3. Er sprach nun zu dem Blutsfreund: Das Ackerfeld, das unserm Bruder Elimelech gehört, will Naomi, die heimgekehrt ist von dem Gefilde Moab, verkaufen.
4. Und ich meinte, ich will es dir mitteilen. Kaufe es in Gegenwart der hier Sitzenden und in Gegenwart der Ältesten meines Volkes. Wenn du es einlösen willst, löse; wenn du es aber nicht einlösen willst, sage es mir, dass ich es wisse; denn da ist keiner außer dir zu lösen, ich komme nach dir. Jener erwiderte: Ich will lösen.
5. Boas sprach weiter: Am Tage, da du das Feld kaufst aus der Hand Naomis und von der Moabiterin Ruth, der Frau des Verstorbenen, hast du es [mit der Verpflichtung gekauft, den Namen des Verstorbenen auf seinem Erbe zu erhalten, [du musst also die Ruth heiraten].
6. Da sprach der Blutsfreund: Dann kann ich es nicht lösen, dass ich nicht mein Erbe gefährde. Löse du es für dich, was ich lösen sollte, denn ich kann nicht lösen.
7. Vordem war es nämlich so in Israel: Bei einer Lösung und bei einem Tausch, um irgendetwas zu bestätigen, zog einer den Schuh ab und gab ihn dem anderen; das galt als Zeugnis in Israel.
8. Der Blutsfreund sprach nun zu Boas: Erwirb also! Und zog seinen Schuh ab.
9. Boas sprach darauf zu den Ältesten und allem Volke: Ihr seid heute Zeugen, dass ich gekauft habe alles, was Elimelech gehört, und alles, was Kiljon und Machlon gehört, von der Naomi.
10. Und auch die Moabiterin Ruth, die Frau Machlons, habe ich mir zur Frau erkauft, zu erhalten den Namen des Verstorbenen auf seinem Erbe, dass der Name des Verstorbenen nicht ausgerottet werde unter seinen Brüdern und aus dem Tor seines Ortes. Zeugen seid ihr heute!

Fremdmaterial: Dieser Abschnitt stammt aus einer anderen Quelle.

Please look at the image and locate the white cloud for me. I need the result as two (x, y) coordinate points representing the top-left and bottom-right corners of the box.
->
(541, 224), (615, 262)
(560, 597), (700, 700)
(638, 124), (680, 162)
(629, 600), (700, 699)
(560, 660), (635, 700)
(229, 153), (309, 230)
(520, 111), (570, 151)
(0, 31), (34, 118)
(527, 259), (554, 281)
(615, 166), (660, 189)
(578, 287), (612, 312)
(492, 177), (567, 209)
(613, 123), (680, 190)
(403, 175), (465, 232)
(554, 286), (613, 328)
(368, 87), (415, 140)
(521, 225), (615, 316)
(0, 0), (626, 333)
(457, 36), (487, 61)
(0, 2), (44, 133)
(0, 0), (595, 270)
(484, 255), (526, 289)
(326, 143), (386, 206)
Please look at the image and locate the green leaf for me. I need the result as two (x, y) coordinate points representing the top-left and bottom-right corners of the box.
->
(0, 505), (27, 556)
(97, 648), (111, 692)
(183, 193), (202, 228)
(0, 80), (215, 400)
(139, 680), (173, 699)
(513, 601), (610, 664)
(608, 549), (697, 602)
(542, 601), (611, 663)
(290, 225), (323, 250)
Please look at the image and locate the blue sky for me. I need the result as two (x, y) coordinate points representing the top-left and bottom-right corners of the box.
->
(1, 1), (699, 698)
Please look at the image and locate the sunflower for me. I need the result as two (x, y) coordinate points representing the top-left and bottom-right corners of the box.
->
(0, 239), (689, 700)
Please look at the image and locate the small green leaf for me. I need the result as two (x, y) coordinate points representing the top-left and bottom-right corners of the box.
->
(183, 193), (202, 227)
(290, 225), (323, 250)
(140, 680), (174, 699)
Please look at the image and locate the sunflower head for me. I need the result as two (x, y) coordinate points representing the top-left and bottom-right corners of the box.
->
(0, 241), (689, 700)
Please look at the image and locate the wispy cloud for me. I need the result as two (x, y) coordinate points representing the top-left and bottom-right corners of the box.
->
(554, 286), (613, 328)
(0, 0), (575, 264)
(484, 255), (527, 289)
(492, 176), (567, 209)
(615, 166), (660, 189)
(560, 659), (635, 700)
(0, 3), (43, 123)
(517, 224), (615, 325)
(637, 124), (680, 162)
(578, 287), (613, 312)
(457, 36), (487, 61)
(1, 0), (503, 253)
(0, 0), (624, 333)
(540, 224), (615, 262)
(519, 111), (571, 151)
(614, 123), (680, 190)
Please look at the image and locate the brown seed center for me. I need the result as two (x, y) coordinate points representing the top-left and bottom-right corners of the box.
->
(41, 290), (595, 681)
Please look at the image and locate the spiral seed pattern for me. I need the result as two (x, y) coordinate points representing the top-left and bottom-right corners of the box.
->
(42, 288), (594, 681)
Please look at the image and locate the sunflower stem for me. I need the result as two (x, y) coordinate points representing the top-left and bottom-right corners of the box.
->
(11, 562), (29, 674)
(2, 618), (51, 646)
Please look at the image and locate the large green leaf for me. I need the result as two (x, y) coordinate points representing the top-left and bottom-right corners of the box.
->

11. Da sprach alles Volk im Tor und die Ältesten: Zeugen sind wir! Der Herr mache die Frau, das in dein Haus kommt, wie Rahel und wie Lea, welche beide erbaut haben das Haus Israels, schaffe Macht in Efrata und habe einen Namen in Betlehem.
12 Dein Haus sei wie das Haus des Perez, den Tamar geboren dem Judäa, durch die Nachkommen, die der Herr dir geben wird von dieser jungen Frau.
13. Boas nahm die Ruth und sie wurde seine Frau; er kam zu ihr und der Herr verlieh ihr Schwangerschaft; sie gebar dann einen Sohn.
14. Die Frauen sprachen zu Naomi: Gepriesen sei der Herr, der dir nicht hat ermangeln lassen einen Blutsfreund heute Berühmt werde sein Name in Israel!
15. Er sei dir zur Seelenerquickung und dein Alter zu versorgen: Denn deine Schnur, die dich liebt, hat ihn geboren; sie ist dir besser als sieben Söhne.
16. Naomi nahm das Kind und legte es in ihren Schoß; sie wurde seine Pflegerin.
17. Die Nachbarinnen gaben ihm einen Namen, der sagen sollte: Es wurde ein Sohn geboren der Naomi. Und so nannten sie ihn Obed, das wurde der Vater Isais, des Vaters Davids.
18. Das ist die Geschlechtsreihe des Perez: Perez zeugte Hezron,
19. Hezron zeugte Ram, und Ram zeugte Amminadab;
29. Amminadab zeugte Nachson, und Nachson zeugte Salmon,
21. Salmon zeugte Boas, und Boas zeugte Obed;
22. Obed zeugte Isai, und Isai zeugte David.